Les dessins de Jacques Risso n’outrepassent en rien le devoir de discrétion : ils s’appuient sur des réalités connues de tous et en montrent les travers. Ainsi, nous suivons depuis 2004 la bureaucratisation maladive de l’Education Nationale, la détérioration des conditions d’exercice du métier de directeur et d’enseignant, l’usine à gaz des projets d’école, le jargonnage "Ed Nat", les conditions salariales, les réformes diverses, l’évaluation des enseignants, la formation, et bien sûr la refondation de l’Ecole.

Il ne reste plus qu’à espérer que les rumeurs circulant sur les véritables causes de cette suspension soient infondées car ce serait le symptôme d’une démocratie en péril et le signe que les fonctionnaires de l’Etat auraient perdu leur statut de citoyen à part entière.

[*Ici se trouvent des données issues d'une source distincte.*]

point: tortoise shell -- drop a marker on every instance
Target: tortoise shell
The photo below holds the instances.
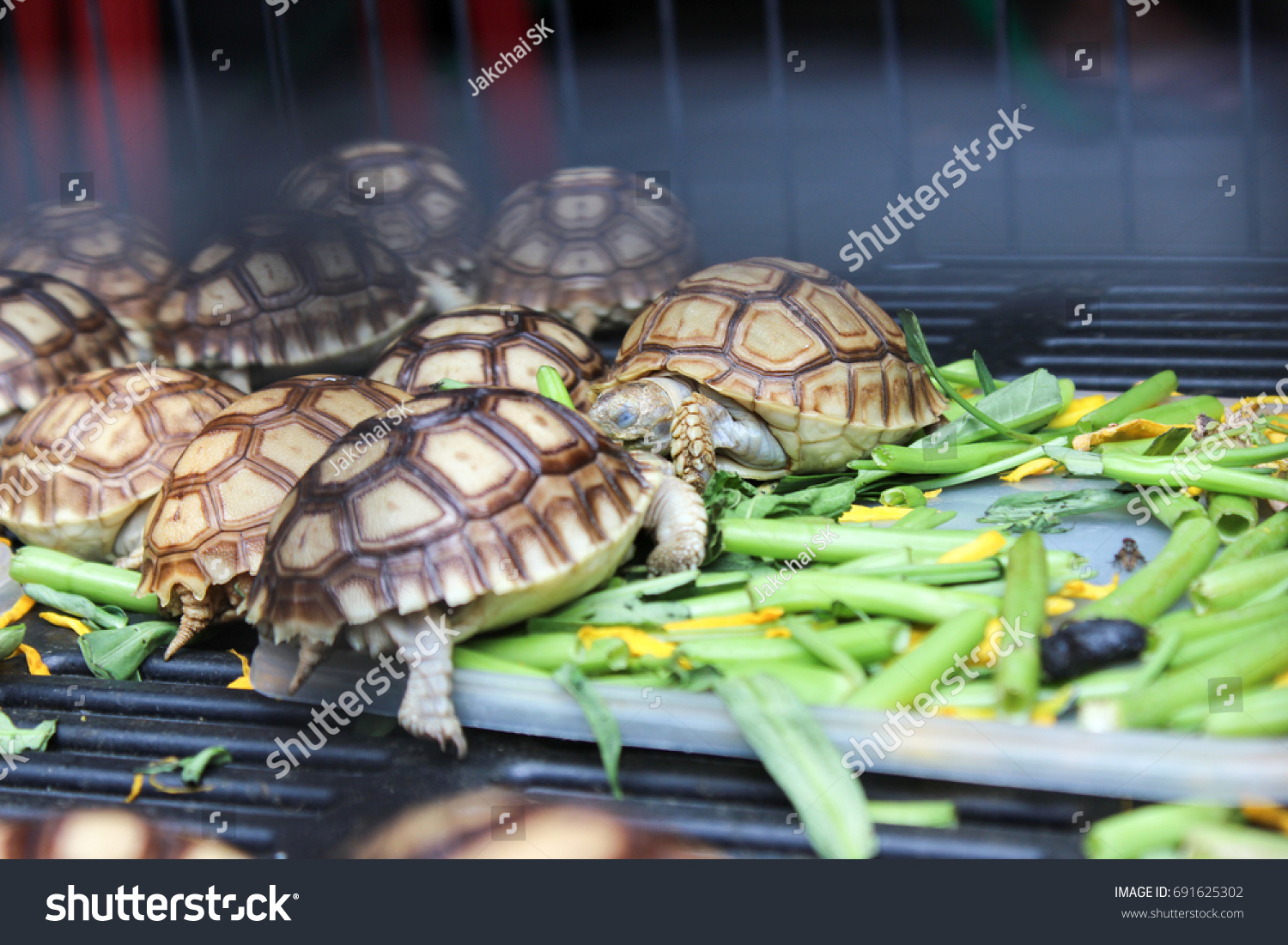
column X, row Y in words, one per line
column 49, row 332
column 285, row 290
column 97, row 448
column 407, row 196
column 586, row 245
column 491, row 345
column 116, row 257
column 209, row 522
column 823, row 365
column 481, row 489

[1]  Dans les années 1950, Michel Debré en donnait cette définition : " Le fonctionnaire est un homme de silence, il sert, il travaille et il se tait ",

dimanche 15 septembre 2013

L'Enseignement Explicite en 10 points


  1. L’Enseignement Explicite s’appuie sur les données probantes (evidence based practice). À savoir de nombreuses études de terrain menées dans les classes, devant des publics variés (âges variés, élèves en difficulté, élèves performants) pour des matières complexes, dans des contextes culturels variés ; ces études se penchent aussi sur  les effets à long terme. L’Enseignement Explicite est  validé par les études en psychologie cognitive, notamment celles relatives à l’architecture et à la charge cognitive (Sweller).
  2. Il appartient à la famille pédagogique instructionniste : il s’agit d’une transmission directe et structurée des connaissances et habiletés. L’efficacité du modèle explicite, structuré et fortement guidé  par rapport aux approches de découverte a été mise en évidence par  Clark, Kirschner, Sweller (Mettre les élèves sur le chemin des apprentissages).
  3. Ce n’est pas une approche exclusiviste. Les partisans de l’enseignement explicite ne disent pas que c’est la seule méthode efficace. C’en est une. Pour autant, ils ne considèrent pas que tout se vaut en pédagogie ; certaines méthodes sont efficaces, d’autres moins, d’autres pas du tout. Ce n’est pas une opinion mais le résultat d’études de terrain à grande échelle.
  4. Ce n’est pas de l’enseignement traditionnel ni magistral. L’enseignement explicite use du dialogue plus que du monologue. La façon de mener les leçons est complètement différente, il ne s’agit en aucune manière d’un cours magistral suivi d’exercices. L’enseignant, qui n’est pas au centre, vérifie sans cesse la compréhension et implique fortement les élèves dans les apprentissages. Il utilise fréquemment la rétroaction. Se reporter ici pour plus de détails.
  5. Il est basé sur le Dire. Il s’agit de rendre explicites toutes les situations d’apprentissage : annonce des intentions, des objectifs visés, de ce que l’on attend précisément des élèves sur un plan cognitif. Mais aussi de rendre explicites les connaissances dont ils auront besoin pour y agréger les nouvelles. Tout est dit, rien ne reste dans l’implicite ou l’intuitif.
  6. Il est basé sur le Montrer. L’enseignant raisonne devant les élèves, il leur montre les stratégies qu’il utilise. Il met un haut-parleur sur sa pensée. Toutes les tâches sont effectuées devant les élèves, y compris celles relatives à la gestion de classe ou à la gestion matérielle.
  7. Il est basé sur le Guider. En effet, il aide les élèves à expliquer leur raisonnement, à le mettre en mots de manière claire. Il fournit une rétroaction à chaque correction afin que les erreurs ne s’ancrent pas dans l’esprit des élèves. Il offre des soutiens permettant de guider les élèves pendant les apprentissages et leur évitant une surcharge cognitive. Le guidage est présent fortement au début puis il s’amenuise jusqu’à ce que la pratique soit  fluide.
  8. S’applique à la gestion de classe et à la gestion de matière. La méthode explicite s’utilise pour la gestion de la matière et pour la gestion de classe. Les habitudes de travail, la méthodologie, les règles de classe sont aussi enseignés de manière explicite et pratiquées jusqu’à la maîtrise.
  9. Les leçons sont conduites sur un modèle qui a fait ses preuves : Préparation (annonce des objectifs, des tâches attendues, du déroulement, rappel des prérequis) Modelage, Pratique guidée, Pratique autonome, synthèse.
  10. Les révisions occupent une place importante afin d’ancrer durablement les connaissances et habiletés.